Liquid tokens for artists and creators.
The Convergent Beta platform allows creators to launch tokens that are backed by an automated market maker (also known as a bonding curve). This means that the tokens are liquid right away without any reliance on third-party exchanges or orderbooks. When consumers buy tokens from these accounts a portion of the tokens spent will go directly to the creator, while another portion is reserved in the contract to use for future sells. The portion that is sent directly is configurable by the creator when they create their token. Different portions can be used for different situations.
- Freelancers who use this platform as a way to tokenize an hour of their work may only wish to specify 10% is sent to them directly, while they recieve the other 90% when the token is redeemed.
- Artists who use the platform to tokenize their services or creations may want to set the portion sent to them directly at 50% since they use the platform to continually raise funds. This would mean that investors must wait longer before they see a return on an artist.
- Campaigns that use the platform may want to be sent as much as 90% of the funds directly. This is because they use it for money they need to support their cause, while the investment aspect is something of a side effect.

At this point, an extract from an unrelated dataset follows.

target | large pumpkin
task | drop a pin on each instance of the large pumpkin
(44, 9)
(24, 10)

We use the ZeppelinOS contracts to make it so that the Account
contracts
deployed through our platform can be upgraded at a later date. This is
necessary because the Account
represents token balances and holds value,
but the logic may change in the future. Using the AdminUpgradeabilityProxy
the contract logic may be upgraded at a later date only by the user. The
one caveat is that only the admin to the ConvergentBeta contract can set
the logic contract that can be upgraded to. The next release, we plan to
have a logic forwarder which will always point at the latest logic contract,
allowing users who do not wish to manually upgrade to opt-in to automated
upgrades handled by the Convergent admins.
The BancorFormula
is used as the implementation which calculates the price
function of the token. Originally, we wanted to implement our own contracts
which used an integral method for discovering price, but due to the lack of
support for fixed point numbers in Solidity, this was really hard to do. We
were able to find a point using the Fixidity
library which mocks fixed point
using the solidity integer types but we found that the precision loss was higher
than if we used BancorFormula
. The BancorFormula
also turns out to be more
gas efficient than using the fixed point library to accomplish the same thing.
For those curious, they can look at the archived BancorAdaptor
contract that
is kept in this repo, in case we ever want to try it again. But we don't think
we will.
Until we implement the next version of our contracts which will use batched
transactions to mitigate front running to the best extent currently known
on Ethereum, these contracts mitigate front-running by using a gas price
oracle and maxSlippage
parameters. The gas price oracle sets a max gas price
that is allowed to buy
or sell
from the contracts. This means that the
possibility of anyone but miners to front-run is reduced greatly, as long
as users send the max gas price. We plan to set this max gas price dynamically
to the state of the network. The maxSlippage
is used so that if the returned
amount of tokens or reserve has slipped more than expect, the user will be
reverted instead. In most cases, we think that these are good enough to
prevent front-running until we have implemented batch transactions and thought
about the UX hurdles that those introduce.